Il giudizio verrà alla fine del viaggio: “Non c’è santo senza passato, e non c’è peccatore senza futuro” Khalil Gibran. La legge d’amore prevede una seconda, una terza, e così via, possibilità.

Ma guai ai tiepidi. Non tanto per l’eventuale giudizio alla fine dei tempi, ma perché avranno gettato alle ortiche la loro intelligenza, costretto il loro spirito a chissà quale sofferenza, e condotto una vita materiale nell’infelicità.

Gioie e dolori. “Quello che dico a voi lo dico a tutti: Vegliate. Infatti, chiunque ha ricevuto molto, dovrà rendere conto di molto, perché quanto più uno ha ricevuto, tanto più gli sarà chiesto”.

Sul vegliare qualche parola è già stata detta. La ricchezza non risiede nei beni materiali, ma anche nei sentimenti (felicità). Proviamo un attimo a fare mente locale di come ci sentiamo nel momento in cui siamo colmi d’amore.

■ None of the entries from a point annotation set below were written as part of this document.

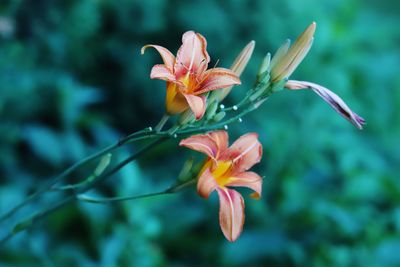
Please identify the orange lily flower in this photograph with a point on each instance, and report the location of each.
(224, 168)
(187, 75)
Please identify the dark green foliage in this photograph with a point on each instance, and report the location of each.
(72, 81)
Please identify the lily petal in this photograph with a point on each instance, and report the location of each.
(250, 180)
(166, 55)
(231, 213)
(192, 56)
(331, 98)
(217, 78)
(162, 72)
(175, 102)
(202, 143)
(197, 104)
(245, 152)
(206, 183)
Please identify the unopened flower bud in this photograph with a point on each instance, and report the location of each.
(283, 64)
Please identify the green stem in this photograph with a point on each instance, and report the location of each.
(171, 190)
(72, 168)
(28, 222)
(162, 122)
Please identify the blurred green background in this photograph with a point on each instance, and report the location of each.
(72, 81)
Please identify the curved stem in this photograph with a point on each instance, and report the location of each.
(118, 199)
(171, 190)
(72, 168)
(162, 122)
(29, 221)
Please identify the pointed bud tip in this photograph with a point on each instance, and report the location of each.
(143, 49)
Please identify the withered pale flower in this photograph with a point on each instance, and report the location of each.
(287, 58)
(187, 76)
(228, 167)
(331, 98)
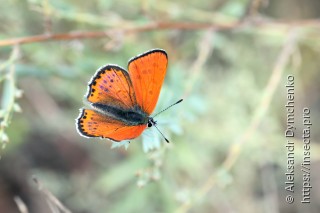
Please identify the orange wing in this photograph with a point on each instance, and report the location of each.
(147, 72)
(112, 84)
(94, 124)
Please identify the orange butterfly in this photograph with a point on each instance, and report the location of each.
(122, 102)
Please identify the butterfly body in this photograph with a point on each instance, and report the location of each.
(122, 102)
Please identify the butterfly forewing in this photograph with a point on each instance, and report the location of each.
(112, 85)
(147, 73)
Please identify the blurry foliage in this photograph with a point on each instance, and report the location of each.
(222, 76)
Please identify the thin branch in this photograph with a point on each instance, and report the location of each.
(258, 115)
(156, 26)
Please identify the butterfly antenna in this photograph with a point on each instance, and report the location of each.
(167, 108)
(161, 134)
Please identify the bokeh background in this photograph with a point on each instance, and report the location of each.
(229, 60)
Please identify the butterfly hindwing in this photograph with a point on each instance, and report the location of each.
(91, 123)
(147, 72)
(112, 84)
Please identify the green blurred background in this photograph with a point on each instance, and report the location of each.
(227, 150)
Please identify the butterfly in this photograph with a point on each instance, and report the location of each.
(122, 102)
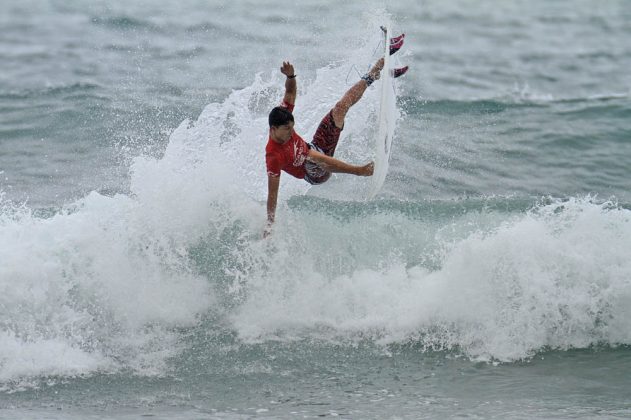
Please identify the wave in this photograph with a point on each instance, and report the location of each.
(114, 283)
(491, 286)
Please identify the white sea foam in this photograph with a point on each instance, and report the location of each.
(556, 277)
(103, 284)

Naturalmente di un amore volto al dare, come con i figli. In quei momenti siamo diversi, pieni di adrenalina, con la volontà di dare amore all’infinito senza chiedere nulla in cambio perché basta un vagito del neonato per farci sentire ripagati.

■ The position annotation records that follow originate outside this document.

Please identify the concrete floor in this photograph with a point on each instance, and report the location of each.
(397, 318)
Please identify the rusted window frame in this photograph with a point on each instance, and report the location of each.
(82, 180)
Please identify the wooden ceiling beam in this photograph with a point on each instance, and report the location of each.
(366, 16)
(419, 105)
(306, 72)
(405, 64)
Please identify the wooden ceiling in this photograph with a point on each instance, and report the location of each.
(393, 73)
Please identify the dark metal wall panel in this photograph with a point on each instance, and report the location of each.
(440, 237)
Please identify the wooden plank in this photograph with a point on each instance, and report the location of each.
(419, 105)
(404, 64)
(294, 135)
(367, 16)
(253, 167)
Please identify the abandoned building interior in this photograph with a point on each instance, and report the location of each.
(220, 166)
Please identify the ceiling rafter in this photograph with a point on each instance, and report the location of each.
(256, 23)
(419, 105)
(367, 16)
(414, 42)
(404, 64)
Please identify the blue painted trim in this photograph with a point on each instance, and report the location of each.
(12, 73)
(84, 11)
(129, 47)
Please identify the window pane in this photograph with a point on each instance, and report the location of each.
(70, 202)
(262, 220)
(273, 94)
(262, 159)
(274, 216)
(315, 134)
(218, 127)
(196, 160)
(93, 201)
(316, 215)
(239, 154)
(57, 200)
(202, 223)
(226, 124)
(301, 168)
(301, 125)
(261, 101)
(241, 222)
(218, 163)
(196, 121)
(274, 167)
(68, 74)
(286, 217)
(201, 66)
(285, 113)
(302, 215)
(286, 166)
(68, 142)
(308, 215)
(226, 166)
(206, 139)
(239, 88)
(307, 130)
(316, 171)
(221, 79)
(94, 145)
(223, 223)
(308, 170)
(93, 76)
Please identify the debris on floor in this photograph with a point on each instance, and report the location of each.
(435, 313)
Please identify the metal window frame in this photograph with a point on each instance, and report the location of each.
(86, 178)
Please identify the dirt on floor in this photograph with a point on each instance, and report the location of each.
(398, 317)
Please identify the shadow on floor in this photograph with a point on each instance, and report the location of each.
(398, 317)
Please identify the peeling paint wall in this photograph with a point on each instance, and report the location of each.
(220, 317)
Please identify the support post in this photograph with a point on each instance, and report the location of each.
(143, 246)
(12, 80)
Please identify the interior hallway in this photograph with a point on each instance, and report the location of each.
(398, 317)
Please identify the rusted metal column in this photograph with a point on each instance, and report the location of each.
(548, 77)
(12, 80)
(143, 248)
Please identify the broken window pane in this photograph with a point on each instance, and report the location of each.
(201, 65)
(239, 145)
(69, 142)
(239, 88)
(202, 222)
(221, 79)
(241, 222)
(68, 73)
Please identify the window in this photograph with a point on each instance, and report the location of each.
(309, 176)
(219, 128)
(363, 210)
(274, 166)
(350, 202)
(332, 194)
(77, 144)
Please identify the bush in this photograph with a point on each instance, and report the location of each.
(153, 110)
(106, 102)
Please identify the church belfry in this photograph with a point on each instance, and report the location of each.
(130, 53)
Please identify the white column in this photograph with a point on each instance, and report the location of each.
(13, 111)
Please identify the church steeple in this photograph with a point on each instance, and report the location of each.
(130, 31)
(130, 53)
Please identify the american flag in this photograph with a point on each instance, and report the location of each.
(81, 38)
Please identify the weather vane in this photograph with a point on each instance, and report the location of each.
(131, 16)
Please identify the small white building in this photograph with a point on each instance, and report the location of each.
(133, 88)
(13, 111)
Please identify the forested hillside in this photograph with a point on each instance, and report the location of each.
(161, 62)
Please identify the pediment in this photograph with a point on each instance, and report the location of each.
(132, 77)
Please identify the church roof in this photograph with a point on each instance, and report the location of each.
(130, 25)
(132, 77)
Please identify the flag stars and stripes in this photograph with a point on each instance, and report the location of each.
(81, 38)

Sono momenti esaltanti, spesso fuori dal nostro controllo cosciente perché vengono direttamente dal nostro spirito. Questa è la vera felicità: vivere nell’amore. Riceviamo a mani piene amore e non ci è chiesto nulla in cambio.

Amore. Siate pronti, con le vesti strette ai fianchi e le lampade accese; siate simili a quelli che aspettano il loro padrone quando torna dalle nozze, in modo che, quando arriva e bussa, gli aprano subito.

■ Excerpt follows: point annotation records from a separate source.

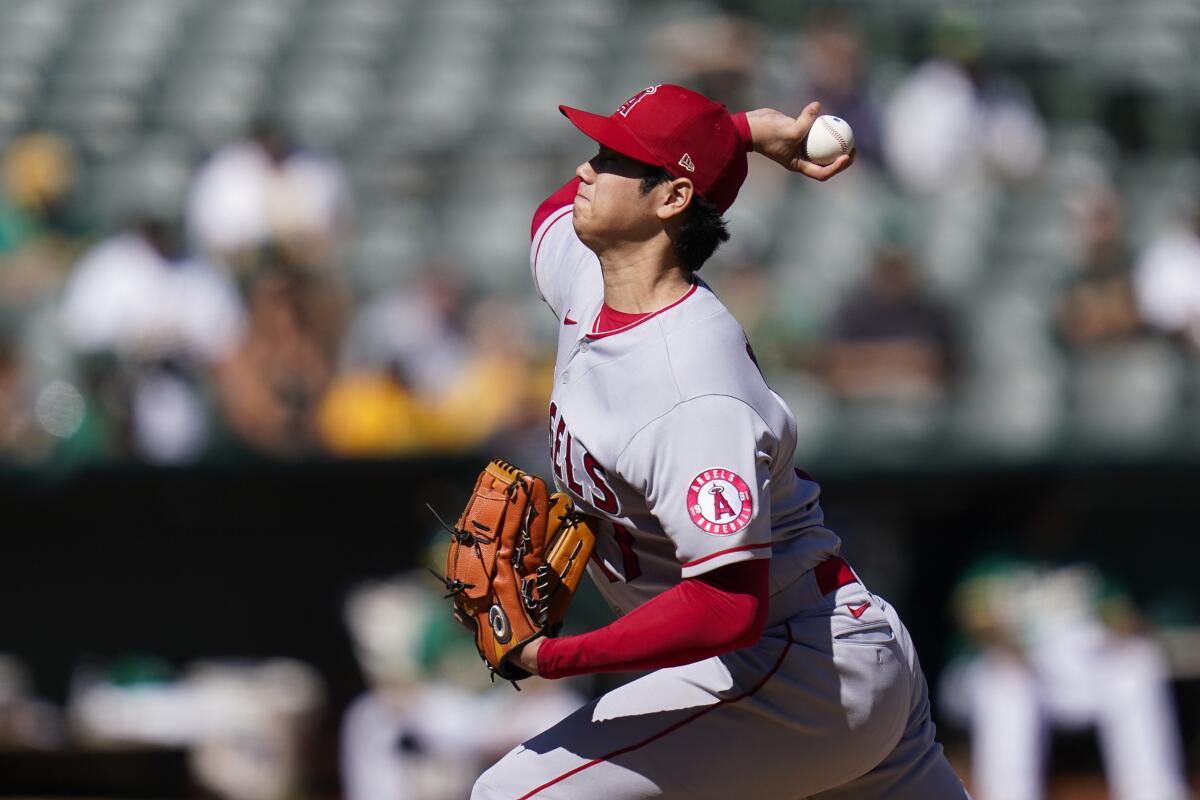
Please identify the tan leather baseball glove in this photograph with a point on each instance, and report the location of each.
(516, 557)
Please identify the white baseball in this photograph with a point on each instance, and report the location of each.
(828, 138)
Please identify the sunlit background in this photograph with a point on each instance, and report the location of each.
(264, 294)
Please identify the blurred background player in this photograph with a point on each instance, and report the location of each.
(1057, 645)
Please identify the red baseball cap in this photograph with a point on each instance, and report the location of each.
(676, 128)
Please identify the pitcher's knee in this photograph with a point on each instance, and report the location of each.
(484, 791)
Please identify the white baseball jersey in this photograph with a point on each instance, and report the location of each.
(667, 431)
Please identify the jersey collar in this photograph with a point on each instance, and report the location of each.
(593, 335)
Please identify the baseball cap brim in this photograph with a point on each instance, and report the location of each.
(610, 133)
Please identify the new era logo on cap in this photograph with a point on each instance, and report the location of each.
(672, 120)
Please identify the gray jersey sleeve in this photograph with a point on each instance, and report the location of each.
(557, 259)
(705, 470)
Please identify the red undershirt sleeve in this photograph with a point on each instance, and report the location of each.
(700, 618)
(563, 197)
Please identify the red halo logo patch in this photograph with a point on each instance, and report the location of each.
(719, 501)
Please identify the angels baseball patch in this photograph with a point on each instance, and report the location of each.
(719, 501)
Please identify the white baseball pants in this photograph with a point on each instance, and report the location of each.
(828, 705)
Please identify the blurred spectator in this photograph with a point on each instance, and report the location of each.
(418, 331)
(891, 341)
(246, 723)
(39, 172)
(499, 388)
(1055, 645)
(425, 370)
(264, 192)
(21, 439)
(1098, 306)
(834, 72)
(431, 722)
(401, 355)
(25, 721)
(271, 384)
(1167, 278)
(953, 118)
(148, 323)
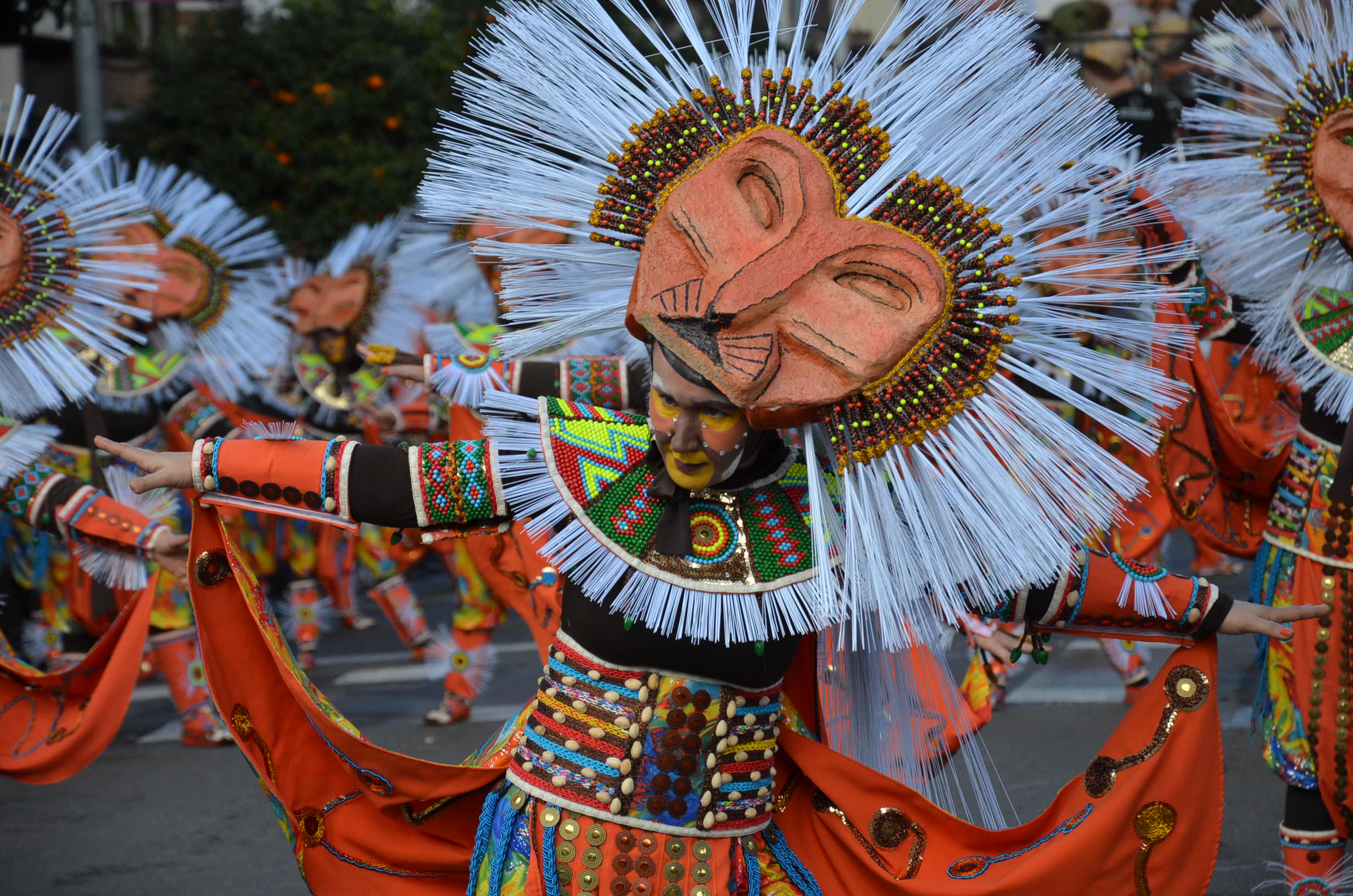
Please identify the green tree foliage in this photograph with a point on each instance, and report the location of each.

Per vivere nell’amore è necessario dare. E se non siamo capiti, o ripagati, pazienza. La pace è come un mare. Non sempre è calmo, ma rimane la nostra fonte di vita. Nessuna persona intelligente taglia il ramo su cui è seduta.

Noi uomini, e donne Sapiens, dobbiamo trovare il coraggio di rinunciare all’aggettivo: Sapiens. I nostri comportamenti non sono in linea con questa definizione. Aristotele ci definì: ”Animali razionali”. È stato un buon profeta.

Senza fretta. È un modo di dire. Alla base della velocità ci sono: il desiderio, l’attenzione, la precisione e la volontà.

M.G.

Le mie analisi seguono una linea spirituale, filosofica e pedagogica. In mancanza dei presupposti di base, passo all’analisi filologica dell’articolo, non teologica.